In his first collection of essays, award-winning poet MartA-n Espada turns his fierce critical eye toward a broad range of urgent political and cultural issues. With the same insight and integrity displayed in his poetry, he chronicles many struggles of the Latino community: the myths and realities of machismo, the backlash against Latino immigrants and the Spanish language, the borders of racism, and U.S. colonialism in Puerto Rico.
Espada's poetry has survived everything from censorship by National Public Radio to a bomb threat at a reading. In his essay "All Things Censored," he describes how NPR commissioned him to write a poem, then refused to air the work because of its political content: a defense of Mumia Abu-Jamal, the African-American journalist on death row. In "The Poetics of Commerce," Espada takes on the Nike corporation, which solicited a poem for use in a television commercial as part of the company's ongoing propaganda campaign to divert attention from its dismal human rights record in Asian sweatshops.

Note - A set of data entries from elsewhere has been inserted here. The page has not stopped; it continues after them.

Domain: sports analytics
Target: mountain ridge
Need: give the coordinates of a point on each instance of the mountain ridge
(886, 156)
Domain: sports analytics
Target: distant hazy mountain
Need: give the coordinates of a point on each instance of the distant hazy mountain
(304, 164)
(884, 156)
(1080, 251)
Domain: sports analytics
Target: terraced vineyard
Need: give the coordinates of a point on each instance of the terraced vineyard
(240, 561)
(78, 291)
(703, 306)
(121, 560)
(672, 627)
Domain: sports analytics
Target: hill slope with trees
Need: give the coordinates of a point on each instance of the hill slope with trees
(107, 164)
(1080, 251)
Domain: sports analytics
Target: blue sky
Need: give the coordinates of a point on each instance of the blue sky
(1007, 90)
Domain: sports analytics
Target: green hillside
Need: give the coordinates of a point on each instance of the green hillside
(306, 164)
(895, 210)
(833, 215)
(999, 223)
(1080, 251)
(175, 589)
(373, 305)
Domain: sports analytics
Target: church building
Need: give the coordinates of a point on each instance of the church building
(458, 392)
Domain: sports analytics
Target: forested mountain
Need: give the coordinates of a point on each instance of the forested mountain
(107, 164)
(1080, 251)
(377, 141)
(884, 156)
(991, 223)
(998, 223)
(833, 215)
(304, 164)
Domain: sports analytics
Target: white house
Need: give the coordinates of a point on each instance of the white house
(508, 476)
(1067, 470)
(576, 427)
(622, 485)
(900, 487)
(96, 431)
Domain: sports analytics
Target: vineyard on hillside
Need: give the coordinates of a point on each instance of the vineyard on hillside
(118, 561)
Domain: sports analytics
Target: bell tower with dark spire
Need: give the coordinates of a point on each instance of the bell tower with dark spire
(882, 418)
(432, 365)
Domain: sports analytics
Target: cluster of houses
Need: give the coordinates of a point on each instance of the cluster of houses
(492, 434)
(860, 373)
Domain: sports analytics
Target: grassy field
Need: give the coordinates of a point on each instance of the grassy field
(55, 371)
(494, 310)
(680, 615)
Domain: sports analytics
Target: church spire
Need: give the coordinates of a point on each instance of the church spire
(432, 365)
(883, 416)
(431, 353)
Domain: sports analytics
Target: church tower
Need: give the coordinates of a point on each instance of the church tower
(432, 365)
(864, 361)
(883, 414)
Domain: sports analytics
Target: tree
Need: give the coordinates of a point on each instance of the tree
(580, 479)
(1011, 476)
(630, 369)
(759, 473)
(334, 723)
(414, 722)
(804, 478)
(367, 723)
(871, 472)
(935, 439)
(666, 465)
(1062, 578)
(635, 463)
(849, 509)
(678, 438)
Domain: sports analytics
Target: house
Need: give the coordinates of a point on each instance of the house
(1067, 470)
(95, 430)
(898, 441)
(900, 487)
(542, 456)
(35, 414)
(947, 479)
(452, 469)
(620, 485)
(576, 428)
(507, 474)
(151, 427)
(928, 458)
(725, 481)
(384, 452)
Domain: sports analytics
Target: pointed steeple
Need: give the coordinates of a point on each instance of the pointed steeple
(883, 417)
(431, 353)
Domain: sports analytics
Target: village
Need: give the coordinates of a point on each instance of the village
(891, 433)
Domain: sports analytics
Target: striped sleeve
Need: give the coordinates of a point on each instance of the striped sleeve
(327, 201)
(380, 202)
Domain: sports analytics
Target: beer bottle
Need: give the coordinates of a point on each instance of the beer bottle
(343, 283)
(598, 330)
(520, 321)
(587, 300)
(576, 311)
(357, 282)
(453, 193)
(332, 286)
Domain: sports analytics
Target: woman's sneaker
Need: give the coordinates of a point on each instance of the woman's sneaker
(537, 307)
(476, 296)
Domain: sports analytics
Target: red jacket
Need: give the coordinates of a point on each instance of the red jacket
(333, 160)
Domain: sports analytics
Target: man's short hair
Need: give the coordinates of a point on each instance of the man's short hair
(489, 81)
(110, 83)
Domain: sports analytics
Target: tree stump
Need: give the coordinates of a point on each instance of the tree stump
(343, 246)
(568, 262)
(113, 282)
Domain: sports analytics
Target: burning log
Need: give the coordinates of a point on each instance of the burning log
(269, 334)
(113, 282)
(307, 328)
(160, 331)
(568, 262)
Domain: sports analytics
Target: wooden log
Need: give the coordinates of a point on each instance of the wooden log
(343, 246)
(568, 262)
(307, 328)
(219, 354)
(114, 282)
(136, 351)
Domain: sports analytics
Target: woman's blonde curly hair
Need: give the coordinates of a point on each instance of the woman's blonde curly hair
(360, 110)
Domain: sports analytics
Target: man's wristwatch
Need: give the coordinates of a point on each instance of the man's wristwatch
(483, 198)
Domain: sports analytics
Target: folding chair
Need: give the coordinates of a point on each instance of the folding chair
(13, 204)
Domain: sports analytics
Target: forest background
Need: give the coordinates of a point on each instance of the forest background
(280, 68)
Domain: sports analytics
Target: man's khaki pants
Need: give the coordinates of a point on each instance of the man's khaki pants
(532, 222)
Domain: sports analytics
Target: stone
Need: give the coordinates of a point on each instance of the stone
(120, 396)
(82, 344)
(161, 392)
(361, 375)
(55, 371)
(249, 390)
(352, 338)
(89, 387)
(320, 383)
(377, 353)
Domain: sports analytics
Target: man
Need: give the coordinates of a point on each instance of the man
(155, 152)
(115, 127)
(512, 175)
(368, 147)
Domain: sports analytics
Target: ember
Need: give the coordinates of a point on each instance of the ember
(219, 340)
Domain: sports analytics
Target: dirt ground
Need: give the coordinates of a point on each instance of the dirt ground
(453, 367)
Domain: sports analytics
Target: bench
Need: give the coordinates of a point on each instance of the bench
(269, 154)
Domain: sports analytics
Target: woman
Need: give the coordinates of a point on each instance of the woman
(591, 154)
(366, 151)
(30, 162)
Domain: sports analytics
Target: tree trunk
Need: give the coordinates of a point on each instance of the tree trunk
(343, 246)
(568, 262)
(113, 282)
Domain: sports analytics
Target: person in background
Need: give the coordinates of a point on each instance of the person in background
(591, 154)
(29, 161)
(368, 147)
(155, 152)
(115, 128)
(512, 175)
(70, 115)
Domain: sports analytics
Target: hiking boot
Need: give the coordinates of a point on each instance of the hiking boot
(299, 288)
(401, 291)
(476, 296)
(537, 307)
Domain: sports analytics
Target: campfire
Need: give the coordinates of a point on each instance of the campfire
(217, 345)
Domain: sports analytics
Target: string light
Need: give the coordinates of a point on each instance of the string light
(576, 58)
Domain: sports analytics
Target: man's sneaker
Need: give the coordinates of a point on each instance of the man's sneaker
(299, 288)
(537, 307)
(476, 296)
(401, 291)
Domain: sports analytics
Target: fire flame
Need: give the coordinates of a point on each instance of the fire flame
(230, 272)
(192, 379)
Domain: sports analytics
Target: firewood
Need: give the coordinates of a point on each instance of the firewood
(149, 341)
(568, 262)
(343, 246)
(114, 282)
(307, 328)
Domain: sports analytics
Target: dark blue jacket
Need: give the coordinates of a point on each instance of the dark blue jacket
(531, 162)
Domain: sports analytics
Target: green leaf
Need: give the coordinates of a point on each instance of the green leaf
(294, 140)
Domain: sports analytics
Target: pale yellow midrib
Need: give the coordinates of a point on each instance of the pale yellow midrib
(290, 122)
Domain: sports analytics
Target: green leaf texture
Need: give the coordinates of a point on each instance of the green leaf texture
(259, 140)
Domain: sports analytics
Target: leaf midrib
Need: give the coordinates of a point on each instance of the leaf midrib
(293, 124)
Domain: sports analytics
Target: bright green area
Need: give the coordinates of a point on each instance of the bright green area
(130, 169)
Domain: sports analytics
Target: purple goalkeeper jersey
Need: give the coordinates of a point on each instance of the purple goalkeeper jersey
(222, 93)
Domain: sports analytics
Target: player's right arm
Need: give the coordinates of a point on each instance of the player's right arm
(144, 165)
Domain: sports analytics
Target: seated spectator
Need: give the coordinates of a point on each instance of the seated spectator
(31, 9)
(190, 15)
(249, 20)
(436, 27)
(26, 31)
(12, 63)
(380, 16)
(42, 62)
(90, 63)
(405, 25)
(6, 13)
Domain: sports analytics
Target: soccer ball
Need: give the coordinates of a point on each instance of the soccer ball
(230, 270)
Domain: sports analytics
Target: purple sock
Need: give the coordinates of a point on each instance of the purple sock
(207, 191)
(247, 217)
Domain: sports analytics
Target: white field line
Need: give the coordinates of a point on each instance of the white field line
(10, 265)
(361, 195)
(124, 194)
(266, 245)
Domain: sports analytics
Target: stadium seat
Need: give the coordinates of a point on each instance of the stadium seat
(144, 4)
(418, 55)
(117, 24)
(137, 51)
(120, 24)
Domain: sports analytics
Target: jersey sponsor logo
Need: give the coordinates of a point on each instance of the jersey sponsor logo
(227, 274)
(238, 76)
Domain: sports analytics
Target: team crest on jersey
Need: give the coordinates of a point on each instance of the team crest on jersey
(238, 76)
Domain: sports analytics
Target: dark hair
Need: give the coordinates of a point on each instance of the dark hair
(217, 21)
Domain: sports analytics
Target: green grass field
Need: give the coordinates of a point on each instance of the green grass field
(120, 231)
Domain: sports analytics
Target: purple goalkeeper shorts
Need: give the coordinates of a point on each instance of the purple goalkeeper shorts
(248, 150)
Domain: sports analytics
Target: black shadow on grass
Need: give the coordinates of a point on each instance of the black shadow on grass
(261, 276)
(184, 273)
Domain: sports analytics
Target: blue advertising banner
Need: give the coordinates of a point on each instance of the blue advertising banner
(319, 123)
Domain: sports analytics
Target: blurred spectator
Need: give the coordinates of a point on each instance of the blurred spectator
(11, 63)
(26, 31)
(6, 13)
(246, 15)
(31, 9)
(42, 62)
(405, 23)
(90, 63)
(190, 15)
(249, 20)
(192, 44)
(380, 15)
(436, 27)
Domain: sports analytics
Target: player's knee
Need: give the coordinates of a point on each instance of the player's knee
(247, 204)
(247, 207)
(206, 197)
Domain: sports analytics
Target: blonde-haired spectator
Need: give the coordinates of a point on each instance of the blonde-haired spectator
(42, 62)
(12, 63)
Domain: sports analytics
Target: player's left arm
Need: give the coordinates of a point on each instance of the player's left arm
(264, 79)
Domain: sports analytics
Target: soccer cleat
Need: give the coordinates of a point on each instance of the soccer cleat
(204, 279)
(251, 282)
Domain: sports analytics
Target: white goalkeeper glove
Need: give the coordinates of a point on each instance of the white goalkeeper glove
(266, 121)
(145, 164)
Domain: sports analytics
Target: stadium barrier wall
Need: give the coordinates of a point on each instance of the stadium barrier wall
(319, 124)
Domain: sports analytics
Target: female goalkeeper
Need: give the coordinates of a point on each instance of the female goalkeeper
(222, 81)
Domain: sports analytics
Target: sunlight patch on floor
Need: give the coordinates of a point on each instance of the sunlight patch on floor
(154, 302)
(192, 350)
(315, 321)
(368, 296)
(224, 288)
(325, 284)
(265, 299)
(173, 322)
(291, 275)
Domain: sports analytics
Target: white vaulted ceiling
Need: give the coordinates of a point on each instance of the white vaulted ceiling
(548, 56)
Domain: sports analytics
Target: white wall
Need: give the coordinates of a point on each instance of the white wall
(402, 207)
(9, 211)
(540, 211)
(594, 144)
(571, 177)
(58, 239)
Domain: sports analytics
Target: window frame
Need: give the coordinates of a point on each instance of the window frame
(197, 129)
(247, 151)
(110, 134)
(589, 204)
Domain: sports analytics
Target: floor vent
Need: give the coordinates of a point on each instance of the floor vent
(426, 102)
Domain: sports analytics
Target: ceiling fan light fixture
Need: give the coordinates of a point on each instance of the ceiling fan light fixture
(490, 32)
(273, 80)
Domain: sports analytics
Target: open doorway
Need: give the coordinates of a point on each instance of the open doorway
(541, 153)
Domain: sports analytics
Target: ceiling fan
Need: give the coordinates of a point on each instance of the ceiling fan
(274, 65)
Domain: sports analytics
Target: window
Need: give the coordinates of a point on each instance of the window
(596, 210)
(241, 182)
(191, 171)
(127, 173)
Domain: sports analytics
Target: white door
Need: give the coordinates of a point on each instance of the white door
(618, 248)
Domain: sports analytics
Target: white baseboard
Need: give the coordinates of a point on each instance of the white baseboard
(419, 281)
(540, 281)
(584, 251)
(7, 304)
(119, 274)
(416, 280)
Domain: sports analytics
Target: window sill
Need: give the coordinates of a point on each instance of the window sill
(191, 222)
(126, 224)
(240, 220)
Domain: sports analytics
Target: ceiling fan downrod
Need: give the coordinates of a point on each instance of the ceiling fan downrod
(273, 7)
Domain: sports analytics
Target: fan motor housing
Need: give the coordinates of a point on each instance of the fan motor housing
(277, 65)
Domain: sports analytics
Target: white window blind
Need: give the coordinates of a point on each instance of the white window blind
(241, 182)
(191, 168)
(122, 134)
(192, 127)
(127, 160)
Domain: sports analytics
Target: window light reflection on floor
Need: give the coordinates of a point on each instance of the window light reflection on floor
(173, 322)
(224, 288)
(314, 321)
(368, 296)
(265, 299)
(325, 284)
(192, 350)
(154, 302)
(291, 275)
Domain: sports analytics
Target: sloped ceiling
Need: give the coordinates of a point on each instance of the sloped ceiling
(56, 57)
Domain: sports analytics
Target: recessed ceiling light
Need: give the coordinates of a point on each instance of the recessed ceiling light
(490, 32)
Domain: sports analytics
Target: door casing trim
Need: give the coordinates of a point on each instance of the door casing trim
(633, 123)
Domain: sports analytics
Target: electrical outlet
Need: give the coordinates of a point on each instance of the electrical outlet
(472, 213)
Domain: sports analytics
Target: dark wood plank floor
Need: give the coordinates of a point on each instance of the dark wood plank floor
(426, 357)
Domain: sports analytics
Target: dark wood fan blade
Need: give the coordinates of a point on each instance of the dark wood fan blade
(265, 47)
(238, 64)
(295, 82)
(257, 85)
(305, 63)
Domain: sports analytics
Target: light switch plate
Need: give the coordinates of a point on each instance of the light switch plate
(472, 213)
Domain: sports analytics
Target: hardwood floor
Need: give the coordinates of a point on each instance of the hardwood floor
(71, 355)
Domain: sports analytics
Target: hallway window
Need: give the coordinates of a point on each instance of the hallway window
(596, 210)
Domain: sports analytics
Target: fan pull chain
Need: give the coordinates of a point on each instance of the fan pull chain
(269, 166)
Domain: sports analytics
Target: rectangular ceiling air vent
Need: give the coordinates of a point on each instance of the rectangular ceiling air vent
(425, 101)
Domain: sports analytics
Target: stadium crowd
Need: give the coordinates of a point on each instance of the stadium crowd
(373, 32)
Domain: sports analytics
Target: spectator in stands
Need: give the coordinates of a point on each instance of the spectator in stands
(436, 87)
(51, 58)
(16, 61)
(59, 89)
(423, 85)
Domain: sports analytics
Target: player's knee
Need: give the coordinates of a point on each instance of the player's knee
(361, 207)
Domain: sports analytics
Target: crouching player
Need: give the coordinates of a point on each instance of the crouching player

Espada stirs together ingredients of memoir and reclaimed history in "Postcard from the Empire of Queen Ixolib," which recalls his pilgrimage to the town in Mississippi where his father was jailed half a century ago for not moving to the back of the bus. He also pays homage to "Poets of the Political Imagination"--a force throughout the Americas rooted in the traditions of Neruda and Whitman--and reflects on the political imagination as a catalyst in the creation of his own poetry.
A dozen of Espada's poems, old and new, weave themselves through the essays in "Zapata's Disciple." In a voice charged with anger, humor, and compassion, Espada unleashes his words--following Walt Whitman's dictum on what poets should do--"to cheer up slaves and horrify despots."